The images above are from a patient 4 years post left eye enucleation. CT shows the implant with a high-attenuation prosthesis anterior to it. FDG/PET shows no activity in the implant. The MR images show the attachment of the extra-ocular muscles to the implant. Anterior to the implant is the prosthesis, which is low signal intensity on all pulse sequences. Both CT and MR show linear striations in the implant, which is presumably due to the channels in these implants, although I can't find a reference in this regard. Enhancement along the periphery of the implant indicates fibrovascular ingrowth. No peg was placed in this patient.

References

• Custer PL, Kennedy RH, Woog JJ, Kaltreider SA, Meyer DR. Orbital implants in enucleation surgery: a report by the American Academy of Ophthalmology. Ophthalmology. 2003 Oct;110(10):2054-61.
• De Potter P. Advances in imaging in oculoplastics. Curr Opin Ophthalmol. 2001 Oct;12(5):342-6.

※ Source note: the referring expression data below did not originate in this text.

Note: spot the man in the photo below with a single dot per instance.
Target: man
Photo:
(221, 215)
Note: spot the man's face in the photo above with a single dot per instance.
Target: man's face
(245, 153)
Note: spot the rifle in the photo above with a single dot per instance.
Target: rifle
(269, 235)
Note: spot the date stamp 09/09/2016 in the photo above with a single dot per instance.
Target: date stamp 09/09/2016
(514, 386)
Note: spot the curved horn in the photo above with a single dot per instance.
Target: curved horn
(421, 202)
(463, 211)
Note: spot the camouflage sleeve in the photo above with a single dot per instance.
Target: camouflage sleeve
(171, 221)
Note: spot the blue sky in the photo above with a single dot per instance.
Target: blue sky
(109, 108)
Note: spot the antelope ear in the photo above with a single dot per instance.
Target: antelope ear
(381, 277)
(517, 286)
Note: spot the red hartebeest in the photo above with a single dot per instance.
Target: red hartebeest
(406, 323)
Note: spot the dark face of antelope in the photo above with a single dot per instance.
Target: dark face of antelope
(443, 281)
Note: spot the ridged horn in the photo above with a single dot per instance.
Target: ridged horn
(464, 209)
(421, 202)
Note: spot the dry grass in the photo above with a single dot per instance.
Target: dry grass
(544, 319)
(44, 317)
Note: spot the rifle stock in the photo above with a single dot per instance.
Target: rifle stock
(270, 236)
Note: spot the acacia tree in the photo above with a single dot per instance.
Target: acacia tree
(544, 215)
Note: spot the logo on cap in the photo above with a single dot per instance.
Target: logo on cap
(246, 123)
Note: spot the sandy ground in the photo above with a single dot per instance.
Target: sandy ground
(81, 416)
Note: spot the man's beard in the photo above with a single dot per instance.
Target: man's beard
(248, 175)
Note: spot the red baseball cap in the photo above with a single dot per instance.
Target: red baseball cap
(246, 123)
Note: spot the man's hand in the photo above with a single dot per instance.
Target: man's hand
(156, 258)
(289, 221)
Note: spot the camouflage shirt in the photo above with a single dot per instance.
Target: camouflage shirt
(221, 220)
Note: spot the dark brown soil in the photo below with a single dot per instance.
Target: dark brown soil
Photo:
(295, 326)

• Domange-Testard A, Papathanassiou D, Menéroux B, Amans J, Liehn JC. SPECT-CT images of an ocular coralline hydroxyapatite implant visible on bone scintigraphy. Clin Nucl Med. 2007 Feb;32(2):132-4.
• Hamilton HE, Christianson MD, Williams JP, Thomas RA. Evaluation of vascularization of coralline hydroxyapatite ocular implants by magnetic resonance imaging. Clin Imaging. 1992 Oct-Dec;16(4):243-6.
• Shields CL, Shields JA, De Potter P, Singh AD. Problems with the hydroxyapatite orbital implant: experience with 250 consecutive cases. Br J Ophthalmol. 1994 Sep;78(9):702-6.